I have to prove this equivalence relation. I think I have down reflexivity and symmetry. But I am stuck on transitivity. Any kind of help would be helpful.
Define a relation ~ on $ \Bbb{N}$ x $\Bbb{N}$ as follows. For any $(a,b)$ and $(c,d)$ in $\Bbb{N}$, $(a,b)$ ~ $(c,d)$ if and only if $a + d = b + c.$
Prove that ~ is an equivalence relation on $\Bbb{N}$ x $\Bbb{N}$
- You may not refer to, or use subtraction in any manner. You may on the other hand, assume that you have already proved the following. For any natural numbers $m$, $n$, and $k$, if $m+k=n+k$, then $m=n$
Reflexivity
We have to show that $(a,b)$ ~ $(a,b)$
Let $(a,b)$ be arbitrary elements of $\Bbb{N}$ x $\Bbb{N}$
We have $a+b=b+a$
Since $a$ and $b$ are natural numbers, addition is commutative over natural numbers.
So, $a+b=b+a$ is true as desired.
Therefore, the relation is reflexive
Symmetry
We have to show that IF $(a,b)$ ~ $(c, d)$ THEN $(c,d)$ ~ $(a,b)$.
Let $(a,b)$ and $(c,d)$ be arbitrary elements of $\Bbb{N}$ x $\Bbb{N}$
Assume that $(a,b)$ ~ $(c, d)$.
We have $a+d=b+c.$
Since addition is commutative over natural numbers. We can write the expression as $c+b=d+a$.
Which is equivalent to $(c,d)$ ~ $(a,b)$.
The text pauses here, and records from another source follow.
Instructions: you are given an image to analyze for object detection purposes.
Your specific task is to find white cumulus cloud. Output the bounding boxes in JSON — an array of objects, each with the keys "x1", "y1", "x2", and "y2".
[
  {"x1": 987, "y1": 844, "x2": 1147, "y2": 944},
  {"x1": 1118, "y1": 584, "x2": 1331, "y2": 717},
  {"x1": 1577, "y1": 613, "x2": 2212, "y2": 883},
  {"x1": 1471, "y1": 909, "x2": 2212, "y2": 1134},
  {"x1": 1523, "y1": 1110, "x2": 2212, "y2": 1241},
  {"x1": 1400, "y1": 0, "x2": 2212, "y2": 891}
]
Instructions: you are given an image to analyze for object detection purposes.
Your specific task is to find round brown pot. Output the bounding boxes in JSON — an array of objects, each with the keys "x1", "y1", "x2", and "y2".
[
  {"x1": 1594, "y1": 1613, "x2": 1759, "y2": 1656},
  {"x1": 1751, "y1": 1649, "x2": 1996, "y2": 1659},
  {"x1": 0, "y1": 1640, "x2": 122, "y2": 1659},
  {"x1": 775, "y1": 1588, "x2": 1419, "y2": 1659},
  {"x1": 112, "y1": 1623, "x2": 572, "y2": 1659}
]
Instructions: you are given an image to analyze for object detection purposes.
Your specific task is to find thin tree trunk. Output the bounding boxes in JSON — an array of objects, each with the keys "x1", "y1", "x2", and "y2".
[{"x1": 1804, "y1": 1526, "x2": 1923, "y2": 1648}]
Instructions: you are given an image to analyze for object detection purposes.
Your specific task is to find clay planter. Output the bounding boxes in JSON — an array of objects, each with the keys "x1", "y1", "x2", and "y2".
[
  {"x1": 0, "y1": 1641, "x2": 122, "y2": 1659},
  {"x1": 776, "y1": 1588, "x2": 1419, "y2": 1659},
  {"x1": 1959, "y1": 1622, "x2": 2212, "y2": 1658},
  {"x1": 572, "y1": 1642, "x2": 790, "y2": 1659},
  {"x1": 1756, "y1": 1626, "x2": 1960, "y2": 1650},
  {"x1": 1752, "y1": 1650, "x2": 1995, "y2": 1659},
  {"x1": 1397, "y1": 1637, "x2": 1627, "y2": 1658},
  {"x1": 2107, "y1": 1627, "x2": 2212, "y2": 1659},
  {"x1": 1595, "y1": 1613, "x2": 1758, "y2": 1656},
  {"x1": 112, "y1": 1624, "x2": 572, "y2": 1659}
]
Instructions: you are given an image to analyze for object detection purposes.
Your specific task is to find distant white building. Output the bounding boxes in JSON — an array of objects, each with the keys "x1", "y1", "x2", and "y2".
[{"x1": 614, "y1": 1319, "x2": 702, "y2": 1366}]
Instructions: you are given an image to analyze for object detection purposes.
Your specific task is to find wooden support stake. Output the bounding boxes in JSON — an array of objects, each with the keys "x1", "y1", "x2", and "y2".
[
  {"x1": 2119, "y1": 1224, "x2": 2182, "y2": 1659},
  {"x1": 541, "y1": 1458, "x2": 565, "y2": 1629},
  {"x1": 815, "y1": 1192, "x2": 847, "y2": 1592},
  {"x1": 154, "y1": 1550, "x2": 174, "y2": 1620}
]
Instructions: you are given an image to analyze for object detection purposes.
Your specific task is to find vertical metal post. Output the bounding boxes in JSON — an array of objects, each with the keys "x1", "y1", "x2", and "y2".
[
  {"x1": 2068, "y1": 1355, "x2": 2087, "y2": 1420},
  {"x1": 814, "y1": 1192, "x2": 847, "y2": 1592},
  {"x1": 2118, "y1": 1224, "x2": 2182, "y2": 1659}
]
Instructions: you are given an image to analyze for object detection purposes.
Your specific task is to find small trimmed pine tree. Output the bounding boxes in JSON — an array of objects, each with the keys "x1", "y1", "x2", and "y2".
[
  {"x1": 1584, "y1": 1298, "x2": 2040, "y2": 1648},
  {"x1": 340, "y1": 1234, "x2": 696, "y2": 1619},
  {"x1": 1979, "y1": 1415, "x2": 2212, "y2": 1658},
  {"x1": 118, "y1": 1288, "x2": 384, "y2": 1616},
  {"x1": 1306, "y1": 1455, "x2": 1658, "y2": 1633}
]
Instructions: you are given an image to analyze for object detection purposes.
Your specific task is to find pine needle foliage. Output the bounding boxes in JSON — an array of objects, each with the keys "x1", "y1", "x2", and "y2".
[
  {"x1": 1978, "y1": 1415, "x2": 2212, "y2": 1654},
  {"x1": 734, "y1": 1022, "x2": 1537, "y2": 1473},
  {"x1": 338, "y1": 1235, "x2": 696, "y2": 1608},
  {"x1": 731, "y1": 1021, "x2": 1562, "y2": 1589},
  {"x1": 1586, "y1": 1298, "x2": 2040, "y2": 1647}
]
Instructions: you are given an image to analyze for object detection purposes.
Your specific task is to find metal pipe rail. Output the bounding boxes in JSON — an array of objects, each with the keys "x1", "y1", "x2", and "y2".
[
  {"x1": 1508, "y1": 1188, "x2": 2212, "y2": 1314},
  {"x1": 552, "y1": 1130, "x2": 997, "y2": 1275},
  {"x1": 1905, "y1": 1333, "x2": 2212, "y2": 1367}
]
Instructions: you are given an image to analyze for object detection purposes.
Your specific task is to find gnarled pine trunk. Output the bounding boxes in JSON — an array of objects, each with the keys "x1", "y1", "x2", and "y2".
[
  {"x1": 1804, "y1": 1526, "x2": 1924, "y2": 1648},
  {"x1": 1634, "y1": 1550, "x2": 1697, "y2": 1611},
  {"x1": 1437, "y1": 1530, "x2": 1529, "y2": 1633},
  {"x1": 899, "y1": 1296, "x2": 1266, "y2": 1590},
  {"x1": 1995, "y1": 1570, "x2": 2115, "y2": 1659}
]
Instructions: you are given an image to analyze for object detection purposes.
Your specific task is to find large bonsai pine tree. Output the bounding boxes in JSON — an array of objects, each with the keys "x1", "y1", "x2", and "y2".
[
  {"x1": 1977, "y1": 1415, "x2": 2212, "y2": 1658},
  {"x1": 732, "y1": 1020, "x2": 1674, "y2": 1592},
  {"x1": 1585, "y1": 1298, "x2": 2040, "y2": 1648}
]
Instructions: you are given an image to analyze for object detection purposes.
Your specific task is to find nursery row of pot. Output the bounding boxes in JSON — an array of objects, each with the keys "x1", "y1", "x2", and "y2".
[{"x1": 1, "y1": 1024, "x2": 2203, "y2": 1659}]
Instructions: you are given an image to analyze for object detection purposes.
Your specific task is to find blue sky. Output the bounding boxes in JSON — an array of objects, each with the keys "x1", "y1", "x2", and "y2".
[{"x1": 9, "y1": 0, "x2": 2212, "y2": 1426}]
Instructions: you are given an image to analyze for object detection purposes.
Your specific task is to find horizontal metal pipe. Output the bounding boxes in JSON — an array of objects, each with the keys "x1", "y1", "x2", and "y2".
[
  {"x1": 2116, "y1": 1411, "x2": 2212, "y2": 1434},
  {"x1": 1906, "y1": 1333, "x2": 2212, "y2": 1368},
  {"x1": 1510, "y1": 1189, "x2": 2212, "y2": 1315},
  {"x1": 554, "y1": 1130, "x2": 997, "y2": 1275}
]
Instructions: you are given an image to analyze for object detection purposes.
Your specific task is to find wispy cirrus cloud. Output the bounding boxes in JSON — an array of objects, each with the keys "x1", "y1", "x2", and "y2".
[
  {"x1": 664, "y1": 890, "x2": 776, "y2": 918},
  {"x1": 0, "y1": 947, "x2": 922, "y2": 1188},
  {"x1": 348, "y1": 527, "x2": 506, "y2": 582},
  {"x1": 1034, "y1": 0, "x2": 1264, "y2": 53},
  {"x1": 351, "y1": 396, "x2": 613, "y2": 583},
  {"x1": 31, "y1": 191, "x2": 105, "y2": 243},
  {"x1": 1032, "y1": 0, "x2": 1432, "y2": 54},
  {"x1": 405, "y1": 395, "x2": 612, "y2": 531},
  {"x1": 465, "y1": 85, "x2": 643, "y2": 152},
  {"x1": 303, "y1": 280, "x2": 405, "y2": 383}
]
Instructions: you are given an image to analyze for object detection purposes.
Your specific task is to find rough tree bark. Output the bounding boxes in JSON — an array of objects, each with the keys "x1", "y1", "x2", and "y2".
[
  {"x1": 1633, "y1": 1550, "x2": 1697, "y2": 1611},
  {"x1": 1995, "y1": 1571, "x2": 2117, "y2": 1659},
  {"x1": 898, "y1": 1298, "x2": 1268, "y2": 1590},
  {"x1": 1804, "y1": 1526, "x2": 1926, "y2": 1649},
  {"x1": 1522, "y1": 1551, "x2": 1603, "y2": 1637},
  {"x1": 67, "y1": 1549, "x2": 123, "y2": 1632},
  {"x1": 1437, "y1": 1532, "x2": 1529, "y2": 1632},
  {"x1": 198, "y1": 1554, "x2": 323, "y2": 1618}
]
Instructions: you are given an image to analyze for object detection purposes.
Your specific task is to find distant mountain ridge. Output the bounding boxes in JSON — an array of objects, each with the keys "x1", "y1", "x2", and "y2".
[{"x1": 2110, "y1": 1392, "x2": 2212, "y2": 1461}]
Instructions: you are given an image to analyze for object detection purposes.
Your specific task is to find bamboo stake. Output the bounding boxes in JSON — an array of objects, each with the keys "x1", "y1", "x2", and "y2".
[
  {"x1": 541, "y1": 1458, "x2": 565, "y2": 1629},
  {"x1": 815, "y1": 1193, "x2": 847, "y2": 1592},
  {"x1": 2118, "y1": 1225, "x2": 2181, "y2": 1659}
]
Therefore, the relation is symmetric.
Transitivity
We will have to show that IF $(a,b)$ ~ $(c,d)$ and $(c,d)$ ~ $(e,f)$ THEN $(a,b)$ ~ $(e,f)$.
Let $(a,b)$, $(c,d)$ and $(e,f)$ be arbitrary elements of $\Bbb{N}$ x $\Bbb{N}$
Asume that $(a,b)$ ~ $(c,d)$ and $(c,d)$ ~ $(e,f)$.
We have $(a+d)+(c+f)=(b+c)+(d+e)$
STUCK HERE
This comment from the problem statement is key:
Take what you have so far: $(a+d)+(c+f)=(b+c)+(d+e)$.
By associativity and commutativity of addition, you can write this as: $a+f+c+d=b+e+c+d$. Then, the comment from the problem essentially says, "You are allowed to cancel the "$+d$" from both sides, leaving: $a+f+c=b+e+c$.
Then, that comment again allows you to cancel the "$+c$" from both sides, leaving: $a+f=b+e$.
This is what you wanted to show, allowing you to conclude $(a,b)\sim(e,f)$.